It was a knee-jerk reaction by investors on Wednesday morning to the market regulator SEBI’s proposals to regulate the issuance of Participatory Notes (PNs) and to keep a tab on foreign inflows through this route, announced after trading hours on Tuesday, that melted 1,744 points and 524 points on the Sensex and Nifty respectively. However, the statement by Finance Minister P Chidambaram that there is no proposal to ban PNs to invest in India via the FII route helped the index recover after a one-hour trading halt. SEBI’s subsequent clarification suggesting that FIIs can write or renew PNs within an 18-month time limit boosted the sentiment on Dalal Street. Consequently, the market ended with a modest loss after an initial jolt.

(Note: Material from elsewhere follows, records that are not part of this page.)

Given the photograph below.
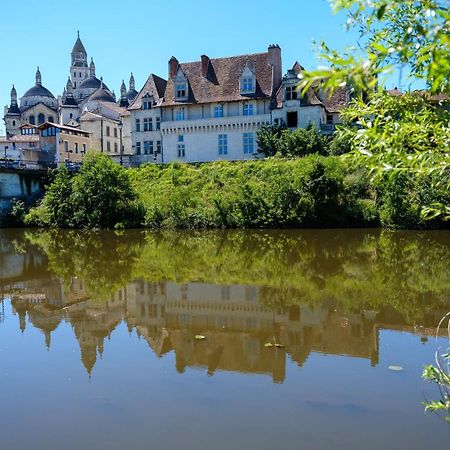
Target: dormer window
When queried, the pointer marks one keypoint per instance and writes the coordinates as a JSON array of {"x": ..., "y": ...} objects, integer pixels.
[
  {"x": 181, "y": 91},
  {"x": 180, "y": 114},
  {"x": 248, "y": 79},
  {"x": 248, "y": 85},
  {"x": 290, "y": 93},
  {"x": 147, "y": 101}
]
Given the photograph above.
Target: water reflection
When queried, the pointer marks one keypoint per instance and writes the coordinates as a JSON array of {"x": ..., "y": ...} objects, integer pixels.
[{"x": 313, "y": 291}]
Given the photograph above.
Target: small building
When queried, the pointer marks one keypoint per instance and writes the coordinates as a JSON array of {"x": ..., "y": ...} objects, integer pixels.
[{"x": 61, "y": 144}]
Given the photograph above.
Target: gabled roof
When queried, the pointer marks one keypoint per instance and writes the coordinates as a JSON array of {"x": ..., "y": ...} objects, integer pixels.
[
  {"x": 222, "y": 83},
  {"x": 154, "y": 86}
]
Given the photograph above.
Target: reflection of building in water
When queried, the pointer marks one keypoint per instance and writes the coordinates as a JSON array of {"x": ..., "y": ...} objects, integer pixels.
[{"x": 233, "y": 318}]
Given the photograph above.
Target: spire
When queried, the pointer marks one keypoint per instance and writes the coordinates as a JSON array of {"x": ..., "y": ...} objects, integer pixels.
[
  {"x": 13, "y": 96},
  {"x": 38, "y": 77},
  {"x": 47, "y": 339},
  {"x": 92, "y": 68}
]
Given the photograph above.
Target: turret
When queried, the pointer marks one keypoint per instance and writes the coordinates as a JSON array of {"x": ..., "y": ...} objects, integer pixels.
[{"x": 92, "y": 68}]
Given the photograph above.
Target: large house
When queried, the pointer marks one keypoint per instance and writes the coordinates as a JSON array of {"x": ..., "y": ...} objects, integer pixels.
[{"x": 211, "y": 109}]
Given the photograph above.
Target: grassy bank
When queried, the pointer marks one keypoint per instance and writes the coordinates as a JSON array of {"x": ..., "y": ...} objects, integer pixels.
[{"x": 312, "y": 191}]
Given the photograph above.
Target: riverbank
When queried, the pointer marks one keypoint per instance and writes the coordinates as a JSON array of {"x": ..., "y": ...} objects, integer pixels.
[{"x": 312, "y": 191}]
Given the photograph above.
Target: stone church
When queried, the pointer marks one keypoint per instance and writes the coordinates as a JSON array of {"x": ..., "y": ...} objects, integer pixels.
[{"x": 84, "y": 93}]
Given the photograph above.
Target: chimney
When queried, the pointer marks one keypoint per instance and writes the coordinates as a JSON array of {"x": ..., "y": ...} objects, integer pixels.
[
  {"x": 274, "y": 59},
  {"x": 205, "y": 66},
  {"x": 173, "y": 67}
]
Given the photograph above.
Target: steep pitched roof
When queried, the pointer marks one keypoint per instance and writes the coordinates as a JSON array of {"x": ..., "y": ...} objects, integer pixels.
[
  {"x": 155, "y": 86},
  {"x": 222, "y": 83}
]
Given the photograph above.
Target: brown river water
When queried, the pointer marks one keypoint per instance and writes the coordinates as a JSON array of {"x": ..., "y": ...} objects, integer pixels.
[{"x": 141, "y": 340}]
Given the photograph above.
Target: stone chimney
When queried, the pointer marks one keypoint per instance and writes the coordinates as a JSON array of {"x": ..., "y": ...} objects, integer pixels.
[
  {"x": 173, "y": 67},
  {"x": 205, "y": 66},
  {"x": 274, "y": 59}
]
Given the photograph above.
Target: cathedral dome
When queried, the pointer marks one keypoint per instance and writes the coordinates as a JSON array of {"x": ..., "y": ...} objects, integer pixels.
[{"x": 38, "y": 94}]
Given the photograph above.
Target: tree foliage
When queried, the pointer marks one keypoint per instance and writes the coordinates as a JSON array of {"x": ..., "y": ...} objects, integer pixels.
[{"x": 99, "y": 196}]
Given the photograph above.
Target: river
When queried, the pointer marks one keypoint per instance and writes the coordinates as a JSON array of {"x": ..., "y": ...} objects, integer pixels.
[{"x": 220, "y": 339}]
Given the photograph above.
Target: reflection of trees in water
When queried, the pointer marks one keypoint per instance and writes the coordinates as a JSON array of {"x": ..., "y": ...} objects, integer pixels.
[{"x": 353, "y": 268}]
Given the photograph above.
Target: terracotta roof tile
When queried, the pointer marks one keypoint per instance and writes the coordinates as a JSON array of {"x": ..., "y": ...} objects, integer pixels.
[{"x": 222, "y": 83}]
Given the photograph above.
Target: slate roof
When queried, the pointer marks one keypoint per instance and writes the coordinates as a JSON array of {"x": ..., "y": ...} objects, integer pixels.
[
  {"x": 222, "y": 83},
  {"x": 155, "y": 86},
  {"x": 102, "y": 95}
]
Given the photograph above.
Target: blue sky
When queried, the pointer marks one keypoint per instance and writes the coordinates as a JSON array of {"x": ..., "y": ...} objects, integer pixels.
[{"x": 141, "y": 36}]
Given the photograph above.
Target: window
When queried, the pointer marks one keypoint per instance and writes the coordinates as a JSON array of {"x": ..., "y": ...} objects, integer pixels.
[
  {"x": 180, "y": 114},
  {"x": 148, "y": 124},
  {"x": 181, "y": 147},
  {"x": 218, "y": 111},
  {"x": 249, "y": 139},
  {"x": 180, "y": 90},
  {"x": 248, "y": 109},
  {"x": 292, "y": 119},
  {"x": 223, "y": 144},
  {"x": 248, "y": 85},
  {"x": 291, "y": 93}
]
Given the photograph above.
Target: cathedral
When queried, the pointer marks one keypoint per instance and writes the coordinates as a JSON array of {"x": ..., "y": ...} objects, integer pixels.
[{"x": 83, "y": 93}]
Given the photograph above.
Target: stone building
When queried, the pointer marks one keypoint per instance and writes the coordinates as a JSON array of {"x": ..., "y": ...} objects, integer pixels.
[{"x": 83, "y": 93}]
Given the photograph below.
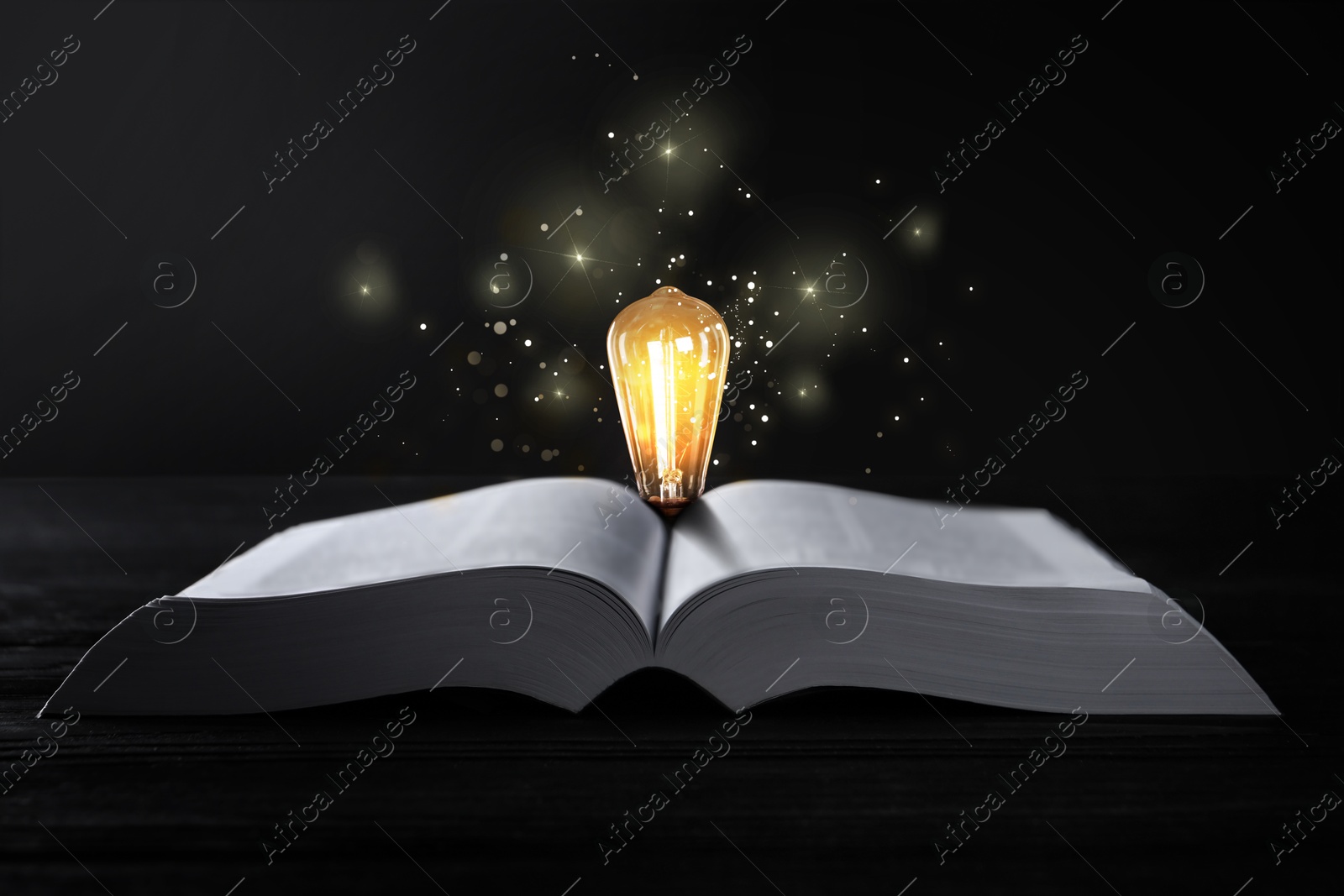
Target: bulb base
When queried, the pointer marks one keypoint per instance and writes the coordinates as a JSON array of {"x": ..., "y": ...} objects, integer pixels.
[{"x": 671, "y": 506}]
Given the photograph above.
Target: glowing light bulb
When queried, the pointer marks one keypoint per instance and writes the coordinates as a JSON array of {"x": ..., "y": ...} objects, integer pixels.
[{"x": 669, "y": 352}]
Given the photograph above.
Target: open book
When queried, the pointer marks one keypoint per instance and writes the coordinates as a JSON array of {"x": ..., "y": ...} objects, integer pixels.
[{"x": 558, "y": 587}]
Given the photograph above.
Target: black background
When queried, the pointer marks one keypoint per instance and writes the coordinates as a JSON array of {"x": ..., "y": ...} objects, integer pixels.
[{"x": 1026, "y": 269}]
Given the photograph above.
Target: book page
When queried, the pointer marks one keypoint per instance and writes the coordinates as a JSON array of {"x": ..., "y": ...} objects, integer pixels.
[
  {"x": 752, "y": 526},
  {"x": 573, "y": 524}
]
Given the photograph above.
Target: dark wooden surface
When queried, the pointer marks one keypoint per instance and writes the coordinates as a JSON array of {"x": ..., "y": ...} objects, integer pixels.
[{"x": 823, "y": 793}]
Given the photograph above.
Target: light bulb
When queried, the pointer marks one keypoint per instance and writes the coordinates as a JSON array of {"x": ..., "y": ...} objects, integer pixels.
[{"x": 669, "y": 354}]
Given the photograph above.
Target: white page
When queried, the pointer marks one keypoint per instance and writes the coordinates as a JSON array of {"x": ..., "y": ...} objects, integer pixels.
[
  {"x": 745, "y": 527},
  {"x": 571, "y": 524}
]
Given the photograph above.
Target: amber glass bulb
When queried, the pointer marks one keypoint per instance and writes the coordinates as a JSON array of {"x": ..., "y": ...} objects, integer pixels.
[{"x": 669, "y": 352}]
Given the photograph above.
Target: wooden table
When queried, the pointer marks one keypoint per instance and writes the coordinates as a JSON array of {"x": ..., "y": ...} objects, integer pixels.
[{"x": 830, "y": 792}]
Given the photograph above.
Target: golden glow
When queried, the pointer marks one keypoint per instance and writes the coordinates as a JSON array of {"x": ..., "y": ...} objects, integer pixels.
[{"x": 669, "y": 354}]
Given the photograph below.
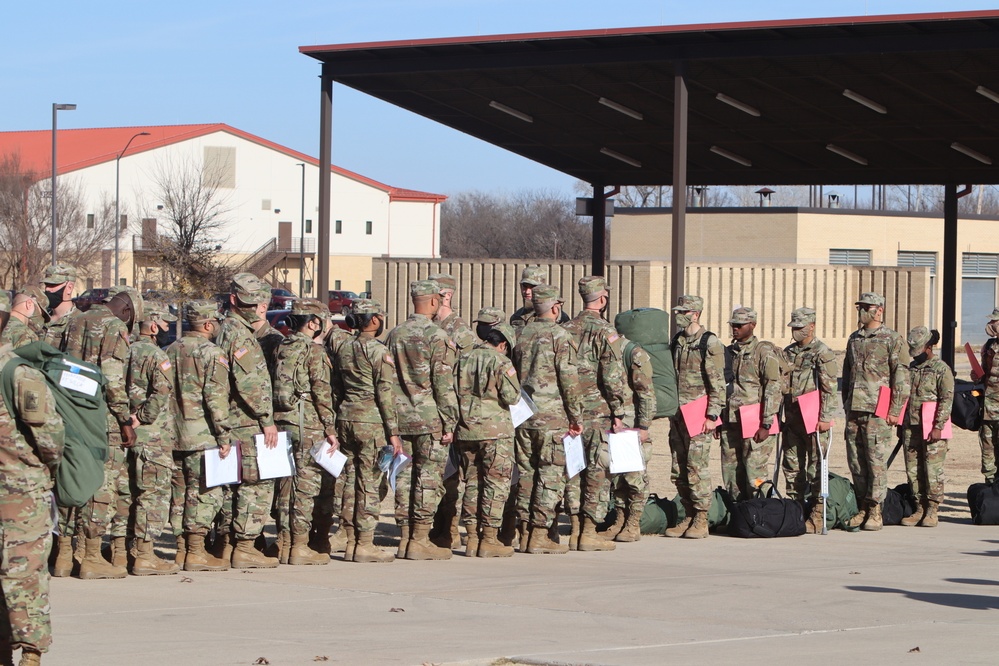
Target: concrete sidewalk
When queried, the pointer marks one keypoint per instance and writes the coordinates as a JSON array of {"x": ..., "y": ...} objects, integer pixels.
[{"x": 867, "y": 597}]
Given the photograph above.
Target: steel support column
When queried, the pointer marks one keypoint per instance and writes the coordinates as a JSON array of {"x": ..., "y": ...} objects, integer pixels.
[
  {"x": 948, "y": 330},
  {"x": 679, "y": 183},
  {"x": 599, "y": 229},
  {"x": 325, "y": 177}
]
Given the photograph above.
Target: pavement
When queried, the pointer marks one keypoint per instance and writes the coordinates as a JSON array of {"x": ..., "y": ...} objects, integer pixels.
[{"x": 899, "y": 596}]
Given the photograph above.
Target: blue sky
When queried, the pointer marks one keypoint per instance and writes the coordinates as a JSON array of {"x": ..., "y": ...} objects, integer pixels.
[{"x": 238, "y": 63}]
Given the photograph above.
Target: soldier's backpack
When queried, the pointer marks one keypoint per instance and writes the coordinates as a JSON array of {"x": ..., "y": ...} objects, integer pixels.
[
  {"x": 648, "y": 328},
  {"x": 78, "y": 389}
]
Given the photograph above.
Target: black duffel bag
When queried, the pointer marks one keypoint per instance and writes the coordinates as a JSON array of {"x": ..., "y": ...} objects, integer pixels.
[{"x": 767, "y": 518}]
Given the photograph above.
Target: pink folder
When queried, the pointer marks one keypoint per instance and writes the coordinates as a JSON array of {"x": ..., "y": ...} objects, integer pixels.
[
  {"x": 694, "y": 414},
  {"x": 749, "y": 417},
  {"x": 809, "y": 404},
  {"x": 929, "y": 415},
  {"x": 884, "y": 403}
]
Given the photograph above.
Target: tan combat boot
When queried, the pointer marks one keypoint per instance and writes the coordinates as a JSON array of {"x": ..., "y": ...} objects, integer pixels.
[
  {"x": 930, "y": 518},
  {"x": 913, "y": 520},
  {"x": 873, "y": 522},
  {"x": 367, "y": 551},
  {"x": 300, "y": 554},
  {"x": 64, "y": 558},
  {"x": 420, "y": 547},
  {"x": 590, "y": 541},
  {"x": 147, "y": 563},
  {"x": 199, "y": 559},
  {"x": 245, "y": 556},
  {"x": 400, "y": 553},
  {"x": 698, "y": 526},
  {"x": 95, "y": 567},
  {"x": 541, "y": 544},
  {"x": 614, "y": 528},
  {"x": 632, "y": 527},
  {"x": 490, "y": 545}
]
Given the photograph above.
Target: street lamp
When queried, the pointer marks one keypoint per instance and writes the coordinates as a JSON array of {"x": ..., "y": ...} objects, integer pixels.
[
  {"x": 301, "y": 240},
  {"x": 55, "y": 234},
  {"x": 117, "y": 216}
]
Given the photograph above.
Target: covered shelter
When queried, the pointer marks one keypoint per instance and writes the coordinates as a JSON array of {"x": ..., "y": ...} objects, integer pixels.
[{"x": 907, "y": 99}]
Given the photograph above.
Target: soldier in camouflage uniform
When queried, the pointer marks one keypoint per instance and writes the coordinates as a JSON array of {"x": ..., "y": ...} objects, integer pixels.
[
  {"x": 545, "y": 358},
  {"x": 604, "y": 391},
  {"x": 487, "y": 386},
  {"x": 31, "y": 446},
  {"x": 699, "y": 359},
  {"x": 427, "y": 411},
  {"x": 988, "y": 434},
  {"x": 101, "y": 336},
  {"x": 150, "y": 462},
  {"x": 200, "y": 375},
  {"x": 813, "y": 367},
  {"x": 303, "y": 405},
  {"x": 876, "y": 356},
  {"x": 932, "y": 380},
  {"x": 365, "y": 385},
  {"x": 251, "y": 412},
  {"x": 530, "y": 278}
]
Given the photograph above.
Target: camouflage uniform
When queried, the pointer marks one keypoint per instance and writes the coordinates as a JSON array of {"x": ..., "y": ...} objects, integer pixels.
[
  {"x": 813, "y": 367},
  {"x": 545, "y": 358},
  {"x": 26, "y": 468},
  {"x": 200, "y": 376},
  {"x": 931, "y": 380},
  {"x": 425, "y": 407},
  {"x": 874, "y": 358},
  {"x": 988, "y": 434},
  {"x": 604, "y": 392},
  {"x": 745, "y": 463},
  {"x": 487, "y": 386},
  {"x": 698, "y": 373}
]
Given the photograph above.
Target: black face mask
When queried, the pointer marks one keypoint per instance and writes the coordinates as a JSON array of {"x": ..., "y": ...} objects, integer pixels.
[{"x": 55, "y": 297}]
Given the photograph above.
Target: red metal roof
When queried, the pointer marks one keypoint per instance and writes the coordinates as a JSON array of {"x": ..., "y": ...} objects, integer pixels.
[{"x": 82, "y": 148}]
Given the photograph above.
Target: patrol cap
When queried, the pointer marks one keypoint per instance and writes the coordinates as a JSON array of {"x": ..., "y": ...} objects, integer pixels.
[
  {"x": 918, "y": 338},
  {"x": 201, "y": 310},
  {"x": 367, "y": 306},
  {"x": 310, "y": 306},
  {"x": 490, "y": 316},
  {"x": 544, "y": 296},
  {"x": 533, "y": 276},
  {"x": 743, "y": 315},
  {"x": 424, "y": 288},
  {"x": 249, "y": 289},
  {"x": 445, "y": 280},
  {"x": 689, "y": 303},
  {"x": 802, "y": 317},
  {"x": 591, "y": 286},
  {"x": 59, "y": 273},
  {"x": 871, "y": 298}
]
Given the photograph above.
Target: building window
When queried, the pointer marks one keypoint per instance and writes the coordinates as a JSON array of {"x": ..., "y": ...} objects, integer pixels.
[{"x": 846, "y": 257}]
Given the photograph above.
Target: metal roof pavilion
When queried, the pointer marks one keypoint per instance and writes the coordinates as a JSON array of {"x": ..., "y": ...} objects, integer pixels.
[{"x": 877, "y": 99}]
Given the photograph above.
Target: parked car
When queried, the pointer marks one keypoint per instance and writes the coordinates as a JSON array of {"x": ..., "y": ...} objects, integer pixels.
[
  {"x": 281, "y": 299},
  {"x": 340, "y": 301}
]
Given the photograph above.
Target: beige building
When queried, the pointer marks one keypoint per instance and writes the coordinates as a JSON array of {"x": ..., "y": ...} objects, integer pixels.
[{"x": 826, "y": 236}]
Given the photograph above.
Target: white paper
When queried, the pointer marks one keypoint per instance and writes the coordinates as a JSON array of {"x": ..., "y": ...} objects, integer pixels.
[
  {"x": 331, "y": 462},
  {"x": 399, "y": 463},
  {"x": 277, "y": 462},
  {"x": 523, "y": 410},
  {"x": 625, "y": 450},
  {"x": 575, "y": 459},
  {"x": 221, "y": 471}
]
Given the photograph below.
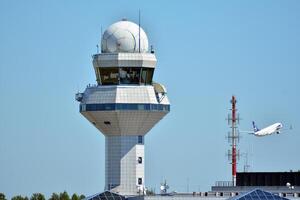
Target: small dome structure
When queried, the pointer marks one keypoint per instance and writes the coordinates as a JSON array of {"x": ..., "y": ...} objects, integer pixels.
[{"x": 123, "y": 36}]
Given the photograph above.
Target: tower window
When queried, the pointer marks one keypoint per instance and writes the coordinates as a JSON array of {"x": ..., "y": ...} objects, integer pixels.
[
  {"x": 140, "y": 139},
  {"x": 109, "y": 76},
  {"x": 140, "y": 181},
  {"x": 130, "y": 75},
  {"x": 140, "y": 160}
]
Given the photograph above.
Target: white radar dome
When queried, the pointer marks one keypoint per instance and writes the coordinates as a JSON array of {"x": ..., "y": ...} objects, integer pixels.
[{"x": 124, "y": 36}]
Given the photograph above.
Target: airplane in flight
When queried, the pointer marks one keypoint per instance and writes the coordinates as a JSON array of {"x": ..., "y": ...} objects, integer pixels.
[{"x": 269, "y": 130}]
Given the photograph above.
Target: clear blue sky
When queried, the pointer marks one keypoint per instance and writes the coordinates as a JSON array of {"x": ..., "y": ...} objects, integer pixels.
[{"x": 206, "y": 51}]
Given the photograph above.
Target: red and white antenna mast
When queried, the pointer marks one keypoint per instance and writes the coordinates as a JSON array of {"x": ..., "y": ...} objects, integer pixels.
[{"x": 233, "y": 138}]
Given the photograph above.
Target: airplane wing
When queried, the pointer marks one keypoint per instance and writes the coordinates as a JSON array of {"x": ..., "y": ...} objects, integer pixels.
[{"x": 249, "y": 132}]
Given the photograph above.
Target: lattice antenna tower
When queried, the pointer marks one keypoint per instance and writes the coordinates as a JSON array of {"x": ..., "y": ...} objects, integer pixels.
[{"x": 233, "y": 138}]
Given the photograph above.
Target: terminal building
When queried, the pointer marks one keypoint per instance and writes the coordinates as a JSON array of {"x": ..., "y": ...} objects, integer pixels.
[{"x": 125, "y": 103}]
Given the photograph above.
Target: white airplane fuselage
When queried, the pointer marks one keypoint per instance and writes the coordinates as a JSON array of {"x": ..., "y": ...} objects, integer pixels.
[{"x": 274, "y": 128}]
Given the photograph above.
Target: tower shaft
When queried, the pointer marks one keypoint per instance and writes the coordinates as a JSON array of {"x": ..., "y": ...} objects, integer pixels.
[{"x": 124, "y": 163}]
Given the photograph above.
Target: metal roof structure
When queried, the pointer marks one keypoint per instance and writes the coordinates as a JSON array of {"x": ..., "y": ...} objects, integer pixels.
[{"x": 258, "y": 194}]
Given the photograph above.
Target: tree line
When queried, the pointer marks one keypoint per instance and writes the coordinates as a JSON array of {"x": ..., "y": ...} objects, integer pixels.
[{"x": 38, "y": 196}]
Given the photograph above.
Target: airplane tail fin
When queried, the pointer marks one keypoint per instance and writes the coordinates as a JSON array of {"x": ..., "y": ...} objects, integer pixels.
[{"x": 255, "y": 129}]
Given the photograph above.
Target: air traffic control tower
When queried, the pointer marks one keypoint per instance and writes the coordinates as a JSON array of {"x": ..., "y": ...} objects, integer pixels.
[{"x": 124, "y": 104}]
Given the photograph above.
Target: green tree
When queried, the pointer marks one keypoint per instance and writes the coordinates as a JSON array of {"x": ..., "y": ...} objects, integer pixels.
[
  {"x": 64, "y": 196},
  {"x": 75, "y": 197},
  {"x": 2, "y": 196},
  {"x": 19, "y": 197},
  {"x": 54, "y": 196},
  {"x": 37, "y": 196}
]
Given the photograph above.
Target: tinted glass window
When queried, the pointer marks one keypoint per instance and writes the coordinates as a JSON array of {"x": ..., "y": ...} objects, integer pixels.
[
  {"x": 140, "y": 139},
  {"x": 146, "y": 76},
  {"x": 109, "y": 76},
  {"x": 130, "y": 75}
]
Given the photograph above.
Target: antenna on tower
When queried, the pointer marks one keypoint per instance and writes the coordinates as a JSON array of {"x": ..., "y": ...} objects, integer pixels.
[
  {"x": 139, "y": 31},
  {"x": 233, "y": 138}
]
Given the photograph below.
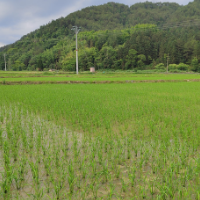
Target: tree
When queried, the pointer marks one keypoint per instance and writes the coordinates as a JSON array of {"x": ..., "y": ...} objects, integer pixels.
[
  {"x": 195, "y": 65},
  {"x": 40, "y": 64}
]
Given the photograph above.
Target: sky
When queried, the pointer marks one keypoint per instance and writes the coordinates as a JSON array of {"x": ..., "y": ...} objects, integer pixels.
[{"x": 20, "y": 17}]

No matter how strong the fundamentals of the economy are, the manner in which the market moved with such furious pace, as is clear from the fact that the last 1,000-point sprint came in just four trading sessions, is a matter of concern. The finance minister too has pointed out that at the macro level nothing of significance has changed.
When the fundamentals do not change so fast, what has motivated the stock market to race past one milestone after another in the last few months at such a heady pace? Is this good only for those investors who have an appetite for risk taking, or does it augur well for long term investors too, as in the case of the latter, markets cannot be divorced from fundamentals? Even as the Sensex on Wednesday recovered most of the initial losses, there is no telling when and where the rally will be heading and ending. All economic indicators suggest that India Inc. is heading for another year of sterling growth. The political uncertainty created by the recent controversy over the nuclear deal has ended and corporates may be offering substantial returns. This should augur well for long-term investors. But no one can say how long is the “long term” as the march of the country’s indices are defying all logic. Therefore the SEBI’s move to moderate foreign inflows at present is a welcome decision and will help the markets in the long term by curbing the inflow of hot money. Though critics argue that this is more of a government move to moderate inflows, the SEBI’s task is essentially to ensure the quality of papers and curbing the inflow. This apparently is the job of another regulator.